Aujourd’hui, la rémunération n’est visiblement plus une affaire de pognon: le chèque de paye s’accompagne désormais d’une liste d’épicerie de petits extras. "Ce n’est pas une question d’altruisme, mais bien de survie, explique Denis Chênevert, professeur en gestion des ressources humaines aux HEC. Dans un contexte de pénurie de main-d’oeuvre et de départs des baby-boomers pour la retraite, les entreprises doivent faire tout en leur pouvoir pour attirer et retenir les bons travailleurs".
À l’heure de la conciliation travail-famille, tous les observateurs s’entendent pour dire que les salaires élevés ne suffisent effectivement plus pour séduire les nouveaux diplômés. Alors que la génération "X" plaçait le travail au centre de sa vie personnelle, la génération "Y", qui entre actuellement sur le marché du travail, privilégie davantage la vie de famille, la vie privée et les loisirs. Symptôme de ce changement des mentalités, les employeurs doivent incidemment revoir tout leur mode de rémunération. "Ils offrent désormais une garderie en milieu de travail, une salle d’entraînement sur place et des aires de repos pour permettre aux individus d’avoir un plus grand équilibre dans leur vie. S’ils ne le font pas, les employés vont aller voir ailleurs", soutient le professeur des HEC.
NUAGES A L’HORIZON
Bien qu’elle fasse le bonheur des jeunes parents, cette personnalisation des salaires a cependant pour effet d’ébranler l’équilibre interne des entreprises. "On crée des disparités entre les employés", souligne André Sauvé, de chez Morneau Sobeco. "Cette pratique peut avoir des répercussions sur le climat de travail si quelqu’un apprend qu’un autre travailleur a reçu plus de choses que lui."

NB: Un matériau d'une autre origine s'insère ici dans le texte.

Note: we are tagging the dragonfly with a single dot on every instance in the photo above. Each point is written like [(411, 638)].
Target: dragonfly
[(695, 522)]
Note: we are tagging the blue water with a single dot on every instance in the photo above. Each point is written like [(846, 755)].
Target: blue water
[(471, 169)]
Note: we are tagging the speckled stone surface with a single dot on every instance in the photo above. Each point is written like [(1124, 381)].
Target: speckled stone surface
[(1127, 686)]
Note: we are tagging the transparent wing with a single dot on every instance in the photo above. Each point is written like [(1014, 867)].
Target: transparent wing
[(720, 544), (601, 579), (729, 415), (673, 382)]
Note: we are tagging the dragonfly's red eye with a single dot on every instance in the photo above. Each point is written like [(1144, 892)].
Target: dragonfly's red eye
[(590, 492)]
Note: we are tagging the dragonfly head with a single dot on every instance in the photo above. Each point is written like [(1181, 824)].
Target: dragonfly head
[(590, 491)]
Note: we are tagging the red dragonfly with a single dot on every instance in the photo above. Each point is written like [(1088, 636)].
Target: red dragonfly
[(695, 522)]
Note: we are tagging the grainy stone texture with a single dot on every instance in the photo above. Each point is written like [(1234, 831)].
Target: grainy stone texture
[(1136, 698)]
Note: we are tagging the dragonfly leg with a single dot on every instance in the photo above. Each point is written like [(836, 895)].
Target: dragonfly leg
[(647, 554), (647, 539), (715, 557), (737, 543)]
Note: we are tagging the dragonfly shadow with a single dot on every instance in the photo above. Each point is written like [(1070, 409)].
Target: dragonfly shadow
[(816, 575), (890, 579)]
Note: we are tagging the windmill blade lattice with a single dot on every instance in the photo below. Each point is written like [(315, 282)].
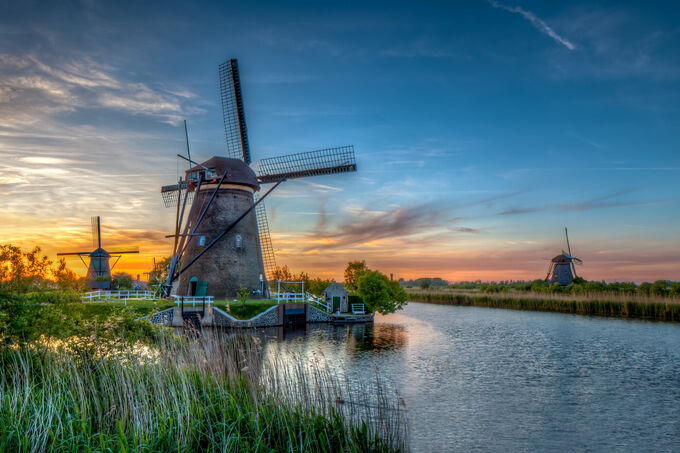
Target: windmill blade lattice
[(170, 194), (233, 112), (312, 163), (265, 240)]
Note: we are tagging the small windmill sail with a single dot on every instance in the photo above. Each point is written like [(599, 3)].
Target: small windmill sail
[(265, 241), (562, 269), (99, 264)]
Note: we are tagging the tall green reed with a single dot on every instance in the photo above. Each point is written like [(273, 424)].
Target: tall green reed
[(213, 393)]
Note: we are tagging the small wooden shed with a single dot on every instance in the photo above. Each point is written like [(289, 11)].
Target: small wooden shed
[(338, 294)]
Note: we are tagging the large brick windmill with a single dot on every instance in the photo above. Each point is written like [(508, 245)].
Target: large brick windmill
[(99, 268), (224, 242)]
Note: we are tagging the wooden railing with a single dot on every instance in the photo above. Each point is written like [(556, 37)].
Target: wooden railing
[(118, 295), (326, 305), (193, 300), (358, 309), (284, 297)]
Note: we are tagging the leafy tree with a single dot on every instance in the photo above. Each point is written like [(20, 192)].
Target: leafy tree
[(425, 283), (243, 297), (379, 293), (65, 277), (354, 271)]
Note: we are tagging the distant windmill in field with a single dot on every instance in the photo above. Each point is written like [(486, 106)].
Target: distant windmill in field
[(562, 269), (223, 243), (99, 265)]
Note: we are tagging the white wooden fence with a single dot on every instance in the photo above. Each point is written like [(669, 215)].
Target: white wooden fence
[(101, 295), (193, 300)]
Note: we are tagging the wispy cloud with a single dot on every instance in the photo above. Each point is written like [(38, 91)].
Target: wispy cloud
[(537, 22), (30, 89)]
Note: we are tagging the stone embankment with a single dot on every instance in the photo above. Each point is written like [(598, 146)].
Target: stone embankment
[(275, 316)]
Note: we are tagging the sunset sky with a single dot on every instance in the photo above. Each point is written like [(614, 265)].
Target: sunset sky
[(481, 129)]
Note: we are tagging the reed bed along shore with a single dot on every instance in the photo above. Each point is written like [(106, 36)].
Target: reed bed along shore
[(639, 306), (212, 393)]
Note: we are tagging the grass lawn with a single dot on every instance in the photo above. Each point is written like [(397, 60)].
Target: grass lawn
[(253, 307), (101, 310)]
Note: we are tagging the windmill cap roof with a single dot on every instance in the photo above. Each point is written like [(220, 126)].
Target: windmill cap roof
[(237, 171), (561, 259), (100, 252)]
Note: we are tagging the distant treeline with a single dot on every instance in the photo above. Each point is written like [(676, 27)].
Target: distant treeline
[(578, 286)]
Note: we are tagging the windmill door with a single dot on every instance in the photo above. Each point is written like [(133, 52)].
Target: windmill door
[(337, 300), (201, 289)]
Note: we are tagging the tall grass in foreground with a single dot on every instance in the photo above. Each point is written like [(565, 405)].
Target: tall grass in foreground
[(597, 304), (210, 394)]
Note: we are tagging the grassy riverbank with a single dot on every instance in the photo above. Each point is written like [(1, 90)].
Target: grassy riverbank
[(598, 304), (88, 377)]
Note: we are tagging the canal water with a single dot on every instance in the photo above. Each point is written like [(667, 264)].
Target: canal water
[(479, 379)]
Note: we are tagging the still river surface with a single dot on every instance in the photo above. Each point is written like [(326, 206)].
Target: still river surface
[(479, 379)]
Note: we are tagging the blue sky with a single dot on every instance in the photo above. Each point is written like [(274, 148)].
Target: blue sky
[(481, 128)]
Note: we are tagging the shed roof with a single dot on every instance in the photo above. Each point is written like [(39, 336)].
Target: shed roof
[(335, 286)]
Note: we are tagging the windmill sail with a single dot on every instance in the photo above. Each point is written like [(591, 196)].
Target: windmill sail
[(170, 194), (265, 240), (233, 113), (96, 237), (312, 163)]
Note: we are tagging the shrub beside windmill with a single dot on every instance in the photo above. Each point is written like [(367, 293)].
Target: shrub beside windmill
[(562, 269), (223, 243)]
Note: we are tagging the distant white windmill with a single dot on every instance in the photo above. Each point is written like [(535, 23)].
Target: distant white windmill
[(562, 269)]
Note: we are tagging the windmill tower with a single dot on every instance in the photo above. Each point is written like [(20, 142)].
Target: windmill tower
[(562, 269), (99, 265), (224, 242)]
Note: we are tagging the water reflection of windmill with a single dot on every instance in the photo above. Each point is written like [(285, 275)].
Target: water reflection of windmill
[(562, 269), (99, 268), (224, 242)]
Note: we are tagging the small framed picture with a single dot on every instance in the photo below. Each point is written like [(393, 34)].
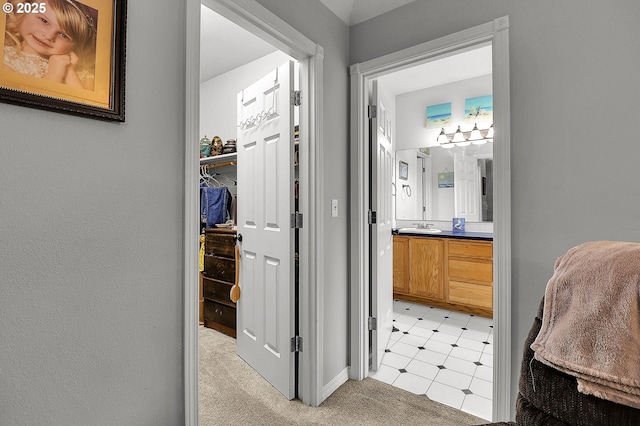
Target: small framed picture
[(403, 171), (79, 68)]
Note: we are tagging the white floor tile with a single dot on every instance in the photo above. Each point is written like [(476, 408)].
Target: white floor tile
[(453, 379), (402, 348), (395, 360), (461, 366), (413, 340), (406, 319), (385, 374), (446, 395), (423, 369), (478, 335), (421, 365), (484, 372), (401, 326), (481, 388), (444, 338), (478, 406), (440, 347), (486, 359), (434, 358), (422, 332), (474, 345), (412, 383), (428, 323), (465, 354), (456, 322)]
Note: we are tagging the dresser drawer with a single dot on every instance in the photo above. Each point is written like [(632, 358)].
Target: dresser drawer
[(471, 249), (219, 244), (471, 294), (219, 314), (218, 291), (474, 270), (220, 268)]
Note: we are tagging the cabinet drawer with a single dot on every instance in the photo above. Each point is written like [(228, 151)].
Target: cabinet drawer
[(471, 294), (220, 268), (471, 249), (474, 270), (219, 291), (219, 313), (219, 244)]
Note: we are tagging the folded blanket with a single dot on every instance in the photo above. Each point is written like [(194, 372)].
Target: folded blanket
[(591, 320), (215, 205)]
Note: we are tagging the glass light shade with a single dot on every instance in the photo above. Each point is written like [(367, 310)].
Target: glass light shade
[(489, 133), (458, 136), (442, 137), (475, 133)]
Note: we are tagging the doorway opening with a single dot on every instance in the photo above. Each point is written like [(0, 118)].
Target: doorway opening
[(362, 75), (286, 43)]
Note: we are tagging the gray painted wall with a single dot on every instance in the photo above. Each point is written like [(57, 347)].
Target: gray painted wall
[(574, 90), (317, 23), (91, 247)]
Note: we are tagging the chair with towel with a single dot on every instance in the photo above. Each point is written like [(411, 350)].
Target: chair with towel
[(581, 362)]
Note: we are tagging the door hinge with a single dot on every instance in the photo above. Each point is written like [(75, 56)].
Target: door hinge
[(373, 323), (371, 217), (296, 344), (296, 98), (296, 220)]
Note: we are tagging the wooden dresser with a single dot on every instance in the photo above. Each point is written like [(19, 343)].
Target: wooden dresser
[(218, 277)]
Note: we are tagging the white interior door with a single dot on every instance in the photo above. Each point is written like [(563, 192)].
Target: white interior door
[(467, 184), (381, 292), (265, 311)]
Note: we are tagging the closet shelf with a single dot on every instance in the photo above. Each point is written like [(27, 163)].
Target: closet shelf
[(219, 159)]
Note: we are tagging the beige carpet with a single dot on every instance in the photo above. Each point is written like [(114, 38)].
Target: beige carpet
[(232, 393)]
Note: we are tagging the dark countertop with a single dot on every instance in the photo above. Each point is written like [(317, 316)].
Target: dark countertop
[(484, 236)]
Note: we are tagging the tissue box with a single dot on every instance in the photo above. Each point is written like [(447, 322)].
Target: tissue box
[(458, 224)]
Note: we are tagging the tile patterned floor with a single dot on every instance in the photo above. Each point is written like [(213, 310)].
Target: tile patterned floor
[(445, 355)]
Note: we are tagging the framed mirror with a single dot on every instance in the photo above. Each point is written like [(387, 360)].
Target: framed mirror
[(445, 183)]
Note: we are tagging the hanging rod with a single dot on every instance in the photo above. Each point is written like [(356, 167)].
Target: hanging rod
[(228, 163)]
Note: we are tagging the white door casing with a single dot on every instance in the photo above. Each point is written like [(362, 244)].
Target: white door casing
[(381, 240), (467, 185), (265, 311), (495, 32)]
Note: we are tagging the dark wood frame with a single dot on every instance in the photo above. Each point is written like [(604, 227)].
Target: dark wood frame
[(116, 109)]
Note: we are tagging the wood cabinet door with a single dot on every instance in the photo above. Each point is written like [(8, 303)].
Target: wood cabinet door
[(426, 268), (400, 264)]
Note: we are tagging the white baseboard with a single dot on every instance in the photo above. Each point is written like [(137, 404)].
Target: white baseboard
[(335, 383)]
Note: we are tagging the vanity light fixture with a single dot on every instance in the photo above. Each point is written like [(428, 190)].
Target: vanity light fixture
[(462, 138)]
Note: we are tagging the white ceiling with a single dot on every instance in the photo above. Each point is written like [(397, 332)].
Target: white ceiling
[(225, 46), (355, 11)]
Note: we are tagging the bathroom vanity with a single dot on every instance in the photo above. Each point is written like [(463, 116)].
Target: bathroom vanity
[(446, 270)]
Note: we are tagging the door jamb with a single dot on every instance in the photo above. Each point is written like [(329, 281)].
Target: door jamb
[(496, 32), (260, 21)]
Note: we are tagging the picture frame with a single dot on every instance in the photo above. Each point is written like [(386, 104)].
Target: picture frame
[(85, 76), (403, 170)]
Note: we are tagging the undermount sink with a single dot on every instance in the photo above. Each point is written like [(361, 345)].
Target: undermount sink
[(418, 231)]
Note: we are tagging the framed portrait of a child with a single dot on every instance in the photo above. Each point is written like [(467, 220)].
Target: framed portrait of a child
[(64, 55)]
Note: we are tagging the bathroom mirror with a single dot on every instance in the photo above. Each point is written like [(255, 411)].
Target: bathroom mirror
[(445, 183)]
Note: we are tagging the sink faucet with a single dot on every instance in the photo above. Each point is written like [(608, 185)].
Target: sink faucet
[(423, 225)]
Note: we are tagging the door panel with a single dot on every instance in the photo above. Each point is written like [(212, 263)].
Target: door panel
[(265, 310), (381, 290)]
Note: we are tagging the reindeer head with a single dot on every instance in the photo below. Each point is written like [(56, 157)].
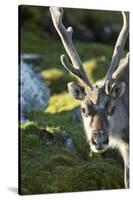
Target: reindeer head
[(97, 102)]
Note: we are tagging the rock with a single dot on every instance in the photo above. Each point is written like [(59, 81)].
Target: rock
[(34, 93)]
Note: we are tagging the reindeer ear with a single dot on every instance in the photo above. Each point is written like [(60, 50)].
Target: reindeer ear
[(76, 90), (118, 90)]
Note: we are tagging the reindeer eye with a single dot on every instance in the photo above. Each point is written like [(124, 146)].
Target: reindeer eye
[(112, 111)]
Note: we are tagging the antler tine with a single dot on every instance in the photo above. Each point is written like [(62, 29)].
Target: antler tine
[(120, 70), (120, 43), (66, 37)]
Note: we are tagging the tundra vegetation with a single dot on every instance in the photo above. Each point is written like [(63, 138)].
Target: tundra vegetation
[(46, 165)]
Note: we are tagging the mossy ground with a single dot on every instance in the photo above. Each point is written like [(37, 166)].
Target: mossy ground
[(46, 166)]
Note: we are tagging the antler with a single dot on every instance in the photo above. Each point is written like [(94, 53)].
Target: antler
[(66, 37), (120, 43)]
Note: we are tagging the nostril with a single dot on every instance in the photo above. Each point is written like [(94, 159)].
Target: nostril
[(106, 141)]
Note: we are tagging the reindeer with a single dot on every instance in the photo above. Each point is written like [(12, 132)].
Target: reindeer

De façon plus générale, cette nouvelle tendance a également des répercussions néfastes sur tout le marché du travail. Puisque les petits extras offerts par les patrons n’ont pas de valeur monétaire, l’évaluation objective de la rémunération d’un emploi par rapport à un autre est devenue un véritable tour de force. Cette situation met d’ailleurs en péril l’application de lois sur l’équité salariale, qui a pour objet de corriger, à l’intérieur même d’une entreprise, les écarts salariaux dus à la discrimination. Lorsque les employés négocient leur chèque de paye et leurs avantages individuels en catimini, la frontière de l’équité devient de plus en plus difficile à tracer. La personnalisation des salaires pourrait donc s’avérer un douloureux casse-tête, plutôt qu’un remède efficace pour faciliter la conciliation travail-famille, pour le gouvernement québécois.